Among her suggestions for women founders:

1) Be a good storyteller, and don’t fret if storytelling doesn’t come naturally to you. “If you are not a great storyteller, you can become one. It’s just a matter of feedback and practice.”

2) Each story has basic but important elements. Make sure you include these, beginning with:

a) what the mission and vision is of your company, to

b)  how big the market is that you are chasing, to

c)  the problem that you are trying to solve, to

d)  who is on your team and why they are relevant, to

e) the product that you’ve built (“or what the wireframes look like,” Lee said), to

f)  what kind of traction or feedback you’ve received from the market, to

g) what your economic model looks like, to

h) what you are going to do with the money you are raising.

3) Remember that your narrative should also include your personal story and why you’re the best person to be starting your company right now.

4) Be confident, but don’t stretch. “If you’re a little too arrogant or you puff things up a little too much, [male investors] will ding you for being an exaggerator.”

5) Don’t be “too shy.” The advice may make you cringe, but women have to walk a fine line here, she noted. “Guys,” noted Lee, “can get away with [being shy]. It’s like, ‘Oh, he’s just an introvert.’ ” Unfairly, women who are too quiet may face a bigger upward battle, she suggested.

6) Know your numbers. Frustratingly, women have to work twice as hard to convince men that they are quantitative, she noted, adding that “if someone asks you, ‘What’s the CAC, what’s the LTV, what are the margins, what’s the revenue plan for next year,’ just know it. Practice it.”

7) Be good at follow-up. As Lee told the audience, “If someone asks you questions [during a pitch meeting], take notes, and send a follow-up the next day saying, ‘These are the things that we discussed; I wanted to follow up on these points.’ Show that you’re super-conscientious, and you’re on it.”

8) Get networked, especially with other female founders and female investors.

Lee was addressing a largely female audience at the conference, and she centered her talk on ways for women founders to get ahead in tech, despite the micro-aggressions that many face every day. (Said Lee of the growing number of reports of women founders who’ve been mistreated by male VCs, “I”m pretty pissed off.”)

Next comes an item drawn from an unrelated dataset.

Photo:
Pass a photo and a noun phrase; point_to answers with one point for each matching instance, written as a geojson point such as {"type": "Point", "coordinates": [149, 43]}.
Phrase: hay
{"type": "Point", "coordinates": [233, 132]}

She also talked about constructive solutions to the problem, and one of these should alarm more traditional venture firms whose general partners remain all or nearly exclusively male.

Sharing that she’d had breakfast last week with women partners at other firms, Lee said that the group had discussed how to help bring more women into the general partner ranks. She also said that these VCs, along with her own firm, have more actively begun steering their most promising companies to “modern venture firms that have women and people of color in investing positions.”

Partly, she admitted, it’s these investors’ personal preference to do so. But she added that most of Cowboy’s portfolio CEOs  feel the same way, that, “if they have the choice, they would rather work for a modern firm.”

The thinking is simple, Lee suggested. “Why should we make money for assholes?” she asked.